See Toronto from the water — Toronto's harbour cruise operators offer 60–90 minute tours of the inner harbour with commentary on the city's waterfront history, CN Tower up-close, the Islands, and the full downtown skyline. Sunset cruises are particularly spectacular. The Toronto skyline from a boat is the most impressive view of the city.
Neighbourhood: Queens Quay / Waterfront · Address: 235 Queens Quay W (Harbourfront), Toronto, ON · Hours: May–October | Multiple daily departures — check toronto.com harbour tours
Why Visit
A harbour boat cruise gives you the only way to take in the full Toronto skyline and the Islands without dodging tourists or fighting crowds. It's the best spot in the city for truly epic sunset photos.
What Makes It Unique
Unlike other sightseeing tours, this one gets you right on the water, with totally unobstructed views of downtown, the CN Tower, and the waterfront. Background commentary adds historical context you don't hear on Island ferries, and many cruises include a loop into the Island lagoons. You can't replicate these angles from land.

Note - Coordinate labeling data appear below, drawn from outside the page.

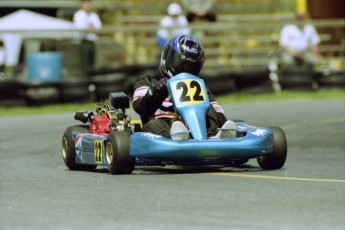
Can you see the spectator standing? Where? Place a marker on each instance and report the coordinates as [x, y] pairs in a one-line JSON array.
[[199, 9], [171, 25], [84, 18], [299, 43]]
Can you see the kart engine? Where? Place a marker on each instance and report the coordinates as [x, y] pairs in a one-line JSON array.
[[110, 115]]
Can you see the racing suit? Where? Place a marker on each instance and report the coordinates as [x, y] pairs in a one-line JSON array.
[[151, 101]]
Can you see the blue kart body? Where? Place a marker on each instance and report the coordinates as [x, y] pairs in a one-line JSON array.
[[121, 149], [191, 102]]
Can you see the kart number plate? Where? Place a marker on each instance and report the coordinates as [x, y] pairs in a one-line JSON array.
[[190, 92]]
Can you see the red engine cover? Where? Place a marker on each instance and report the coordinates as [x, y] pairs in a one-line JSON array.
[[100, 125]]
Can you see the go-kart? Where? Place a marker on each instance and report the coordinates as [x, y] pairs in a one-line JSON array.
[[114, 140]]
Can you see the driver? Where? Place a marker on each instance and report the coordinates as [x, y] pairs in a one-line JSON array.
[[151, 100]]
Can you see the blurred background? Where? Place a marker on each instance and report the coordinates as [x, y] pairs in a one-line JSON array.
[[40, 47]]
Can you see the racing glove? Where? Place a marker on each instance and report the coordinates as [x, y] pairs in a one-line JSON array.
[[159, 92], [152, 100]]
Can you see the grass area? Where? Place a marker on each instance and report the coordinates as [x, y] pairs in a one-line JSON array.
[[231, 98]]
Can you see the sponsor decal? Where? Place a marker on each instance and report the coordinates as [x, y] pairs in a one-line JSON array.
[[151, 135], [259, 132]]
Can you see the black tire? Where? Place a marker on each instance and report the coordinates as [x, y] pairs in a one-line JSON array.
[[68, 149], [275, 159], [117, 153]]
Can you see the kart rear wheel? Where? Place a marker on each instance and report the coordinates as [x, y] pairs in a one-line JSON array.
[[68, 149], [275, 159], [117, 155]]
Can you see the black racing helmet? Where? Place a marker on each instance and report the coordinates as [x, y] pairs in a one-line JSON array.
[[182, 54]]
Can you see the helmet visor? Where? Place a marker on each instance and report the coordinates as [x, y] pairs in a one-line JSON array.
[[180, 63]]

If you want the version of Toronto that actually makes people stop talking and reach for their camera, do the harbour boat cruise. I’m serious. You can walk the waterfront, go up the CN Tower, even ferry over to the Islands, but seeing the city from the water pulls it all together in a way nothing else does. From the dock at 235 Queens Quay West, you head out into the inner harbour and within minutes the skyline starts doing exactly what you want it to do: the CN Tower rises front and centre, the condo glass catches the light, and downtown looks clean, cinematic, and way more dramatic than it does from street level.
Most cruises run about 60 to 90 minutes, which is just enough time to feel like you’ve properly seen something without giving up half your day. It’s not a party boat atmosphere, usually more of a relaxed sightseeing crowd—visitors, families, couples on dates, friend groups all angling for the best photos. There’s usually commentary as you go, and it’s actually worth listening to. You get bits of waterfront history, a sense of how the harbour works, and context for what you’re looking at as you pass marinas, old industrial edges, airport traffic, and the green line of the Islands just offshore.

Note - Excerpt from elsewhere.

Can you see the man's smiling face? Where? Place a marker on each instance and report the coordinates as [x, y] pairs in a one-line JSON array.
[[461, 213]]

The best part is how close the boat gets to the city. The CN Tower doesn’t just sit in the background—it looms over you. From the water, it feels taller, sharper, and somehow more impressive than when you’re craning your neck from the sidewalk. Then the boat swings into angles where the whole skyline stacks up behind it, and that’s the shot people want. If you’re into photography, this is easy-mode Toronto. Bring a camera with a strap or just make sure your phone’s charged, because you’ll take more photos than you expect.
If you can, book a sunset cruise. That’s the move. Late afternoon into early evening is when the city looks its best: warm light on the towers, long reflections in the harbour, the Islands going dark and leafy in contrast, and then the skyline starts to glow as office lights and building signs flick on. On a clear evening, that last-light moment on the CN Tower is the definitive Toronto view. It really is.

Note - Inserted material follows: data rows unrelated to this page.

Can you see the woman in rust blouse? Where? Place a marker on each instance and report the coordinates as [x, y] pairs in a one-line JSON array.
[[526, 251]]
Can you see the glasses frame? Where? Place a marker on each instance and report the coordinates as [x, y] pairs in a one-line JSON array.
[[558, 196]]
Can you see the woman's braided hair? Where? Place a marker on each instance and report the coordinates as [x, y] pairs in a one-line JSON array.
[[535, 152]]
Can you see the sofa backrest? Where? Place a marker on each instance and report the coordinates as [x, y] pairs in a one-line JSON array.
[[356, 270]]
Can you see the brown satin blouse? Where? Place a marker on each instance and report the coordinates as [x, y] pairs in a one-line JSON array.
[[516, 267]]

A few practical things. Sit on the outer deck if the weather’s decent; inside is fine, but the open-air view is the whole point. It gets cooler on the water than people expect, even in summer, so bring a light jacket. Try to arrive a little early, especially on weekends, because the Harbourfront area gets busy and lines can be longer than they look. If you’re deciding between a daytime cruise and an Islands ferry, the cruise is less about getting somewhere and more about seeing the city at its absolute best. For tourists, date night, groups, or anyone who wants that one Toronto memory that actually lives up to the photo, this is the one I’d send you to first.